Growing costs ahead of revenue sum up the earnings story of Zenith Bank in the first quarter, which limited the ability to convert revenue into profit. How to find room to cut costs and/or speed up revenue further constitutes the challenge for the bank this year.
With all the key cost lines racing up, will the bank find revenue robust enough to head off profit drop is the question mark on Zenith Bank in 2022? To accomplish that will require that management goes aggressive to stimulate all revenue growth functions to dilute rising costs and defend profit margin. How far management can accomplish that is the development to watch on the bank in the coming interims.
The asset structure and growth in the first quarter suggest that management is already following the path of an aggressive income hunt this year. Assets expanded by N900 billion to N10.3 trillion over the three months of the year against the increase of N967 billion in asset base for the entire 2021 financial year.

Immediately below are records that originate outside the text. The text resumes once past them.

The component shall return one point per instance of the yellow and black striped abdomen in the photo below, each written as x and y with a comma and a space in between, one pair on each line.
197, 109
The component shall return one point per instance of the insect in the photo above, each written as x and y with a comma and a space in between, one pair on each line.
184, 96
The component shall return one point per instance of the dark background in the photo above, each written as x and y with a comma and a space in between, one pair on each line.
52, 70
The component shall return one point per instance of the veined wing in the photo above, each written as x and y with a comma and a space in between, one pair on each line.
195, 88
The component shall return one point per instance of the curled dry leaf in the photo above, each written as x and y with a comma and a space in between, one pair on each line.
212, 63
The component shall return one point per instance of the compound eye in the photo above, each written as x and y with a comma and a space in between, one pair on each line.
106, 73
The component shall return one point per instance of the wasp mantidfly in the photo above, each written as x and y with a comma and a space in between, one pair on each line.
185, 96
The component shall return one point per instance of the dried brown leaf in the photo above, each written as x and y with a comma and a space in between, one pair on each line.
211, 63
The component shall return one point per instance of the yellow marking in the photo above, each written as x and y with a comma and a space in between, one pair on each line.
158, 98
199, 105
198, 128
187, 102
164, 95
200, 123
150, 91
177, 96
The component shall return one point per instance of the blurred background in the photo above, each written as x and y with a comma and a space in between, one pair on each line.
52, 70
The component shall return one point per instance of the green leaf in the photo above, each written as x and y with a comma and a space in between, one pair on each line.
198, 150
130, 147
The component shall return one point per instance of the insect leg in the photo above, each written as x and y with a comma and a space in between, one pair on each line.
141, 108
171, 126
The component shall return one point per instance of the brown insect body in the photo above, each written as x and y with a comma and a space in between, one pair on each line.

Low risk earning assets are leading the asset expansion drive, which is led by lending to other banks that rose by 46 per cent year-on-year. It is followed by loans and advances to customers, which expanded by 45.5 per cent year-on-year to close in the region of N3.6 trillion for the first quarter.
Investment securities also grew by about 30 per cent to N1.3 trillion and treasury bill holdings rose by 20.5 per cent to N1.9 trillion over the same period.
The bank improved earnings per share from N1.69 in the same period last year to N1.85 per share at the end of the first quarter of 2022.